The trees are still mostly bare, though some are beginning to bud, despite the fact that it is still wintertime. Our weather doesn't support the calendar month! It has been unseasonably warm the entire season. That doesn't bode well for us, I am afraid, when summer hits. 

Despite the fact that many of the trees had no leaves, there were plenty of pansies, daffodils, and roses to lend color to the gardens. And, you can tell that it won't be long before the beds will be aburst in color.








March 2, 2016


The tulips were phenomenal. At every turn, you wondered if it could get any more beautiful. Just amazing!! Among the tulips, daffodils waved and hyacinths spread their sweet perfume. If you don't watch any other video, watch this one!




April 1, 2016

I actually did two videos of the April visit. There is a bit of duplication between the two, but not a lot. I shared the first video on my Facebook page. It is a little longer than the second one ... and it doesn't have as many azalea pictures. I did a second video because I wanted a shorter version to share on WhatNext. When I went through the pictures again, I mostly chose different ones than I used the first time. I should probably make a decision and share only one of the two videos for the April 1st visit, but I will leave it up to you which to watch, if any. (This is what happens when you come home with so many photographs that you simply can't choose which are favorites!!!)
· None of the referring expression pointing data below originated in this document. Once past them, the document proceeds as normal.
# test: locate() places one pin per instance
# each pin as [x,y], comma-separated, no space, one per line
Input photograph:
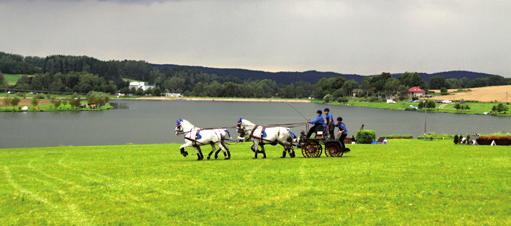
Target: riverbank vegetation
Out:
[466,107]
[82,74]
[404,182]
[93,101]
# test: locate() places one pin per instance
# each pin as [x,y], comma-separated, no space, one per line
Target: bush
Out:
[427,104]
[404,136]
[499,140]
[39,96]
[327,98]
[499,108]
[436,136]
[342,100]
[373,99]
[97,98]
[443,91]
[366,136]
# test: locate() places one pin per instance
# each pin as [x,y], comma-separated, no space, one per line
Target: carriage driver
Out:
[343,130]
[330,124]
[318,122]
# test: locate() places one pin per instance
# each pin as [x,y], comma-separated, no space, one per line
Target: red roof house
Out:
[416,91]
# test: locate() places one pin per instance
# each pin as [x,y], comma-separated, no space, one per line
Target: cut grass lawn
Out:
[12,78]
[478,108]
[406,182]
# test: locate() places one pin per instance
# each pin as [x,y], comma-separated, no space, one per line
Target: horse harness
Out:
[196,141]
[261,138]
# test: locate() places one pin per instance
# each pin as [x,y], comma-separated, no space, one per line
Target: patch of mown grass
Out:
[405,182]
[477,108]
[12,78]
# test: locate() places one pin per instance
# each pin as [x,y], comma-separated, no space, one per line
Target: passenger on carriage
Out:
[343,130]
[330,124]
[318,123]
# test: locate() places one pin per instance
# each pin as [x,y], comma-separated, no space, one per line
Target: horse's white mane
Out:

Video 1. It is over 5 minutes long. And has music (which I love). It also will have ads because of the music... There were lots of robins on the grounds this visit. I love robins so I took lots of pictures of them! And, even though most people think of grackles as pests, I like them, so I take their pictures, too! Squirrels fascinate me as do bees, so you'll see plenty of both here. And, oh yeah!! You'll see tulips, pansies and petunias, azaleas, and much more. There are also more of the water features included in this video than in the shorter one (below).





Video 2. No music. And a minute shorter! :) There are more pictures of azaleas here and fewer pictures of birds and squirrels (though, there are some! - the animal lover in me could never leave them out entirely).